Pending Litigation & Settled Law
Potter v. Blue Cross Blue Shield of Michigan
Case No. 10-cv-14981 (S.D. Mich. March 30, 2013)
Granting Plaintiffs’ motion for judgment on ERISA claims and holding that BCBS’ denial of ABA claims on grounds that ABA is “experimental or investigative” was arbitrary and capricious.
The court rejected BCBS’ arguments that effectiveness of ABA for certain autism spectrum disorders had not been established and that there were not enough long-term studies to demonstrate ABAs clinical utility. The court found that studies” overwhelmingly” concluded that ABA is effective and did not make any distinction between types of ASDs in terms of effectiveness. Also, long term studies supported ABAs effectiveness and an insurance industry report suggesting otherwise was contradicted by the evidence).
Prior history: Potter v. Blue Cross Blue Shield of Michigan, 2011 U.S. Dist. LEXIS 92076 (S.D. Mich. 2011) (holding that plaintiff did not have to exhaust administrative remedies before bringing ERISA suit because defendant’s uniform policy that ABA is uncovered experimental treatment rendered internal appeals futile and external appeal to the Michigan Office of Insurance Regulation was not mandatory). The court also ruled that the case could proceed as a class action not only on behalf of insureds whose ABA claims were denied but also those who refrained from making claims in light of BCBS uniform policy of denial.
McHenry v. PacificSource Health Plans
679 FR. Supp.2d 1226 (D. Or. 2010)
Finding in an ERISA case involving a self-funded policy that ABA was medically necessary to treat plaintiff’s autism and was not subject to policy exclusions for “experimental or investigational” procedures or “academic skills training” or “social skills training”.
The court concluded that “ABA therapy is firmly supported by decades of research and application and is a well-established treatment modality of autism and other PDDs. It is not an experimental or investigational procedure.” 679 F. Supp.2d at 1237. Also, “[w]hile ABA therapy may have beneficial effects on an autistic child's social and academic skills, its defining characteristic is application of techniques to modify behavior in every area of an autistic child's life.” Id. at 1241. “Accordingly, it is not subject to the exclusions under the Plan for academic or social skills training.” Id.
Wheeler v. Aetna
No. 01 C 6064 (N.D. Ill. July 21, 2003)
Holding in ERISA case that insurers denial of physical, occupational and applied behavior analysis therapies was arbitrary and capricious; exclusion of coverage of conditions caused by developmental delays did not apply to autism because it would render coverage of autism meaningless.

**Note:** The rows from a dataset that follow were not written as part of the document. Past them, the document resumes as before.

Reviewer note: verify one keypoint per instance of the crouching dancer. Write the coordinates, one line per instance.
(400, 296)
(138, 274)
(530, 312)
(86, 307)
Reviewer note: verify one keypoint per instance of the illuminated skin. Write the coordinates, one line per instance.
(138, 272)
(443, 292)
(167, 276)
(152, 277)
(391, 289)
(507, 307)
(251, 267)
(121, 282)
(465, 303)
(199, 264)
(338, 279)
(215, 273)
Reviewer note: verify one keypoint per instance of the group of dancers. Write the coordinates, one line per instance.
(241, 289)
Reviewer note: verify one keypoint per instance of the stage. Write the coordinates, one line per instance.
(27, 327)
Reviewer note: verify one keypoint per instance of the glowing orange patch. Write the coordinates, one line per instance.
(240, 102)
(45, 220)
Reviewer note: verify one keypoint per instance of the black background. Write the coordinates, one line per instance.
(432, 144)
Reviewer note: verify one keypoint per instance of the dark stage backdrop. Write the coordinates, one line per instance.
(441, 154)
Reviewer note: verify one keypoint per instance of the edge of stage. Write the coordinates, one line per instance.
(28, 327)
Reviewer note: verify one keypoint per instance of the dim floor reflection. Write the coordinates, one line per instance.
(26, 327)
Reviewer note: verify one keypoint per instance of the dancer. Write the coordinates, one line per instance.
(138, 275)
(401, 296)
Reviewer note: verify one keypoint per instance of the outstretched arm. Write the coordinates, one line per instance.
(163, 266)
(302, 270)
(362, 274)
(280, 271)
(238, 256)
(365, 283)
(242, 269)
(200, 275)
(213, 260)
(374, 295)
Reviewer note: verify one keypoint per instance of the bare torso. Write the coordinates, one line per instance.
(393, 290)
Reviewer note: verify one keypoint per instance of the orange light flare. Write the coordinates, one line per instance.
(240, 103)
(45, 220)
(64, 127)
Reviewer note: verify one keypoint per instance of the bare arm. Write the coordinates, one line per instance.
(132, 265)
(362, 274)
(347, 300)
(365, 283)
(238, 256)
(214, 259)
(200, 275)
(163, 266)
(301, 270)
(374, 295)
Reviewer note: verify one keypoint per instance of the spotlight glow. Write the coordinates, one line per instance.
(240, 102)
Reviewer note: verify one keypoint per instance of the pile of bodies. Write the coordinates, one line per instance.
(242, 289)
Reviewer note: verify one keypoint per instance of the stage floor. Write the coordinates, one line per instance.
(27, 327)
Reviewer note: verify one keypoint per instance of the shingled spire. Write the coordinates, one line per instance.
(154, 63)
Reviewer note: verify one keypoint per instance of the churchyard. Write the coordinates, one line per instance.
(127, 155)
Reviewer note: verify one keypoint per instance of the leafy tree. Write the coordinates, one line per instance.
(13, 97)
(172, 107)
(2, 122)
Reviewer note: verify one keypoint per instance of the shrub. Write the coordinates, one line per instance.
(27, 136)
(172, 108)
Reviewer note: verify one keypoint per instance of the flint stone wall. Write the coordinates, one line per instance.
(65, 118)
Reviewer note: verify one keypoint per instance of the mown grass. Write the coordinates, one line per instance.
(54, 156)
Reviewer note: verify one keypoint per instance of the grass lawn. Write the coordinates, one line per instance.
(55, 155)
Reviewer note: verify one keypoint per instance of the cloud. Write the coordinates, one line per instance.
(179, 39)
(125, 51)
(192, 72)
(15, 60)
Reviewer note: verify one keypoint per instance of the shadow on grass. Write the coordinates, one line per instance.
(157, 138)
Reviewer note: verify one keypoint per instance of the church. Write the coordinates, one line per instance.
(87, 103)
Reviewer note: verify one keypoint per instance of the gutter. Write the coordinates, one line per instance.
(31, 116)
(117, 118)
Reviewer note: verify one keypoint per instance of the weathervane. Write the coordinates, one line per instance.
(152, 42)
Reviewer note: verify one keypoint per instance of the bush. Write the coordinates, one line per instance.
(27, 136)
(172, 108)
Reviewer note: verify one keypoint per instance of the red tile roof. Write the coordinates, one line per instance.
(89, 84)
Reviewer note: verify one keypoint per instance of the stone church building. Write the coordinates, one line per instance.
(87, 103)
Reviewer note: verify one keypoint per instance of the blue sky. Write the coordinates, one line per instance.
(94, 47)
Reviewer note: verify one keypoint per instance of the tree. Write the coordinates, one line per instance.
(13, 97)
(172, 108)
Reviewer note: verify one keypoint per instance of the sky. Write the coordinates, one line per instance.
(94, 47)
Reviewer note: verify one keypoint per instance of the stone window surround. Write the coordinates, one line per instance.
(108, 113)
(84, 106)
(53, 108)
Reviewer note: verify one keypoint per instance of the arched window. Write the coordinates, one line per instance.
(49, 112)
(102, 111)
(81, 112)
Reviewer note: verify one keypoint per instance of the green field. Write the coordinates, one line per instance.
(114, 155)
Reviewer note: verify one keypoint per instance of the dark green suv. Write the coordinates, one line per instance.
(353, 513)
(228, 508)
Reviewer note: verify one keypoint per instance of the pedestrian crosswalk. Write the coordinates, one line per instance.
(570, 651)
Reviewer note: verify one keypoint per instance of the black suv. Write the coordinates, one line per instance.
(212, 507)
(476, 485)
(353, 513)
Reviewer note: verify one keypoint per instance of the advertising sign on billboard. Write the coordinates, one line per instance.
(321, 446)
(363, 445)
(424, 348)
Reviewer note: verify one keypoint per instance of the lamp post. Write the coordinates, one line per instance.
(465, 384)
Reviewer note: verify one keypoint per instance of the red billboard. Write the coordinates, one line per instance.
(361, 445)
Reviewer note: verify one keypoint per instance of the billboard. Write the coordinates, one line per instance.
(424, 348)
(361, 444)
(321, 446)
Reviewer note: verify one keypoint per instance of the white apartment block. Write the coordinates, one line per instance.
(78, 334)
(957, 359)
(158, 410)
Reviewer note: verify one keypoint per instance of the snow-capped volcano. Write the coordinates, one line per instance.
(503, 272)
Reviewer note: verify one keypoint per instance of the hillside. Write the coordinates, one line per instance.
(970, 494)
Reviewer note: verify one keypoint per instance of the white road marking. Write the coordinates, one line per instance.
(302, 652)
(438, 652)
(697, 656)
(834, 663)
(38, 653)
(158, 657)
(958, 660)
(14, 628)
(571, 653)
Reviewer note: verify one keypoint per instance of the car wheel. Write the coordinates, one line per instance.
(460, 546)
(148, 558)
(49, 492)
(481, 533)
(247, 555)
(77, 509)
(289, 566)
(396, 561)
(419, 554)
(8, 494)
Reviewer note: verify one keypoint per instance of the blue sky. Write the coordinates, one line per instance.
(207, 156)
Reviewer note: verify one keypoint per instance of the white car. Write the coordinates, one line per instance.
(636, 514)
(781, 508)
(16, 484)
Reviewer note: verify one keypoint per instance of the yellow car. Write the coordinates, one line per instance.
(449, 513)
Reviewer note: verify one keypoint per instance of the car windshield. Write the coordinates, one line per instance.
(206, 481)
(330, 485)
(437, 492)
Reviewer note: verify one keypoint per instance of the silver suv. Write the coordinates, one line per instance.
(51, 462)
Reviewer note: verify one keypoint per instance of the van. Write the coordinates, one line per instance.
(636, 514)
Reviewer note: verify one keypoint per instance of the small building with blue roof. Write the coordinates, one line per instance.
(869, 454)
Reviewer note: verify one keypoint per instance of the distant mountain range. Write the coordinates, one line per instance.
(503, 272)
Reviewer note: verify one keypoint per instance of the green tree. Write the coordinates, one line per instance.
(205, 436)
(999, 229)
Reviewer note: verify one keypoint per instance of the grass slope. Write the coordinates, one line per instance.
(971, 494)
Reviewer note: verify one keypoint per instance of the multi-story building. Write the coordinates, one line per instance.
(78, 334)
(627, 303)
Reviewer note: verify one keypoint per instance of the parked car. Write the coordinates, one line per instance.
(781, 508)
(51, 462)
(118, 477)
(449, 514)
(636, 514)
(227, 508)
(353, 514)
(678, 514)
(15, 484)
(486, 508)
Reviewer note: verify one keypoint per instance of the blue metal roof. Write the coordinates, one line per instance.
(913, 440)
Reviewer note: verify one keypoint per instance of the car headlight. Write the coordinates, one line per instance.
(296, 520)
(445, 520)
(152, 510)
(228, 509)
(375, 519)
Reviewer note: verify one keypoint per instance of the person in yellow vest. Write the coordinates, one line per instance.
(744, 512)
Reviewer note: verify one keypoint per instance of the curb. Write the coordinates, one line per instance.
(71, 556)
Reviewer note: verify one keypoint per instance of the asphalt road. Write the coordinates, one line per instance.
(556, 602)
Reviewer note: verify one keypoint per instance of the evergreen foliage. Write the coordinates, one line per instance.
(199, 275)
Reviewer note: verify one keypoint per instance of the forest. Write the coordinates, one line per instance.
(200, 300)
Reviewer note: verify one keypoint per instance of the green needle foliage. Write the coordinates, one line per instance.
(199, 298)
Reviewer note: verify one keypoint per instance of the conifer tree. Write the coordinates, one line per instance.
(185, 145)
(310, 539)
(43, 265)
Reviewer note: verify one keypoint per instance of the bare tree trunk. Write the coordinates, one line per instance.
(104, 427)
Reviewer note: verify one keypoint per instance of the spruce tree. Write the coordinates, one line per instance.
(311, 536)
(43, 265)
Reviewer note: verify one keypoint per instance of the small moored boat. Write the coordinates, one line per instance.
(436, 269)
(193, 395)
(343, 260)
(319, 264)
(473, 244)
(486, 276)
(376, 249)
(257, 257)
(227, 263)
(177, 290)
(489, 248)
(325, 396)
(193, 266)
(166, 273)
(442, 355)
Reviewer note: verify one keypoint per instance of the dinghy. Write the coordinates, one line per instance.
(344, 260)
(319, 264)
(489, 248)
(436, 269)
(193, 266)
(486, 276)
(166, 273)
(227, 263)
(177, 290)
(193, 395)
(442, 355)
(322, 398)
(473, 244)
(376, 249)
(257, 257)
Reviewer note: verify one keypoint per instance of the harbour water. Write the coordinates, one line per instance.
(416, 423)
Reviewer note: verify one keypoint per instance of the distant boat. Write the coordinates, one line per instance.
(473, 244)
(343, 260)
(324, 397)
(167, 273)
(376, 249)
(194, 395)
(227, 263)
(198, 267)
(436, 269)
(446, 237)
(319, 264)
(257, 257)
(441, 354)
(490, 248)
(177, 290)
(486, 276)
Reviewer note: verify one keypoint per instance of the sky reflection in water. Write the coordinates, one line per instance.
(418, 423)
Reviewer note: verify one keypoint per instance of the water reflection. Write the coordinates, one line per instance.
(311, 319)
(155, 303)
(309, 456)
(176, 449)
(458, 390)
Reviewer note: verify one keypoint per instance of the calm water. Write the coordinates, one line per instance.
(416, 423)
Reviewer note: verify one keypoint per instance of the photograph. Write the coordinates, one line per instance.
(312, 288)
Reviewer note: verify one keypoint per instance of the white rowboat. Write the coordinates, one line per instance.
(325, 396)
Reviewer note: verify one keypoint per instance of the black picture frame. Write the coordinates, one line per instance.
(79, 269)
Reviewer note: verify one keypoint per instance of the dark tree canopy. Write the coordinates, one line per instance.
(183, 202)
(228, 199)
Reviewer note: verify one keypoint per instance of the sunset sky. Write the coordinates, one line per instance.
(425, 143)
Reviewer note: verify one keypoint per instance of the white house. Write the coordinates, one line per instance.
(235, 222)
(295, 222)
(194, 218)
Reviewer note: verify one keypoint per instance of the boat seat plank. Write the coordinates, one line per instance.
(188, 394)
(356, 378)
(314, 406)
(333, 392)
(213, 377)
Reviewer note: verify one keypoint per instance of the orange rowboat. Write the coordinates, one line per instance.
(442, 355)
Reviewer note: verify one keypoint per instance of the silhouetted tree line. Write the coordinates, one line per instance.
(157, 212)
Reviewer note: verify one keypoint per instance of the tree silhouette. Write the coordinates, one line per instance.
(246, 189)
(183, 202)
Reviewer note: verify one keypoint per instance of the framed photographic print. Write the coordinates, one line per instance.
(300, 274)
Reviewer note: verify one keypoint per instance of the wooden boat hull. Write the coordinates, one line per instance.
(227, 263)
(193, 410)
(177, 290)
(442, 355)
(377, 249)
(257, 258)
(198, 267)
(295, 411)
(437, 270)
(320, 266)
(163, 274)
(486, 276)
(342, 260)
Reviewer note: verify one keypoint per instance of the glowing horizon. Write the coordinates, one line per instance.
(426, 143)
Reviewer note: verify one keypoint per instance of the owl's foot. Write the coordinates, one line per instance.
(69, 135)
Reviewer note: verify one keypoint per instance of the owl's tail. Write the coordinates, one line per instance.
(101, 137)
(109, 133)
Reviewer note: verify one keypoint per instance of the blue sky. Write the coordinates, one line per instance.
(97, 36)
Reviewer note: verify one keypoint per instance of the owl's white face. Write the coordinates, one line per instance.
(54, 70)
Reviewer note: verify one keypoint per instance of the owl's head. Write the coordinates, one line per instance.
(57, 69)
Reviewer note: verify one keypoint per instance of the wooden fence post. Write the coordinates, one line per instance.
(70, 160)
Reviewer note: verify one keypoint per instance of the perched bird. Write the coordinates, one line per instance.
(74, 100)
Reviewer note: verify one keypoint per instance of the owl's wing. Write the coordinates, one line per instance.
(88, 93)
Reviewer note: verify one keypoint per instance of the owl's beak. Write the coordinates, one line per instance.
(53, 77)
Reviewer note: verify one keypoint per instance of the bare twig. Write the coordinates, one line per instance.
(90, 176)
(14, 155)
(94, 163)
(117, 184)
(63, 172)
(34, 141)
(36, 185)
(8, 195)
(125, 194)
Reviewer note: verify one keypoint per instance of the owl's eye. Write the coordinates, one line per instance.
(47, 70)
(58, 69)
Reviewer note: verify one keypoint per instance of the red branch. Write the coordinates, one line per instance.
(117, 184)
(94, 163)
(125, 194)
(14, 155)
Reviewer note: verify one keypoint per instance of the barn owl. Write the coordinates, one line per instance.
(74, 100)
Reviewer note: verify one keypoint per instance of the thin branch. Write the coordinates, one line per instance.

Kunin v. Benefit Trust Life Ins. Co.
910 F.2d 534 (9th Cir. 1990)
Following general rule construing ambiguous language in insurance policy against the insurer, the court held that autism was not a “mental illness” within the meaning of a policy limitation and denial of benefits was arbitrary and capricious in violation of ERISA.
Churchill v. CIGNA
2011 U.S. Dist. LEXIS 90716 (E.D. Pa. Aug. 12, 2011)
Granting class certification in ERISA case challenging insurer’s policy of denying ABA claims on grounds that ABA treatment is experimental or investigational.
Subsequent history: Churchill v. CIGNA, 2012 U.S. Dist. LEXIS 117794 (Aug. 21, 2012)Adding additional subclass of plaintiffs consisting of current plan participants whose claims for Applied Behavior Analysis (ABA) or Early Intensive Behavioral Treatment (EIBT) were denied by CIGNA on the grounds that such treatments are investigative or experimental.
Z.D. v. Group Health Cooperative
2012 U.S. Dist. LEXIS 76503 (W.D. Wa. Jun 1, 2012)
Granting permanent injunction requiring insurer to cover neurodevelopmental therapies for DSM-IV conditions pursuant to Washington state’s mental health parity law.
The court held that a separate statute which required such coverage up to age 6 served as a floor, not a ceiling. The court also ruled that plaintiffs had sufficiently complied with ERISA’s exhaustion of internal appeal requirements through their attempts to get coverage prior to filing suit. It was clear that plaintiffs had tried to access coverage, and it was the responsibility of insurer to advise if it believed that claims were defective and what would be the proper procedures. The court did not reach whether exhaustion was also excused on grounds of futility but noted that defendants suggestion that plaintiffs should have been required to internally appeal because the company sometimes paid claims notwithstanding its policy limiting coverage to age 6, suggested that administration of the plan was arbitrary and capricious.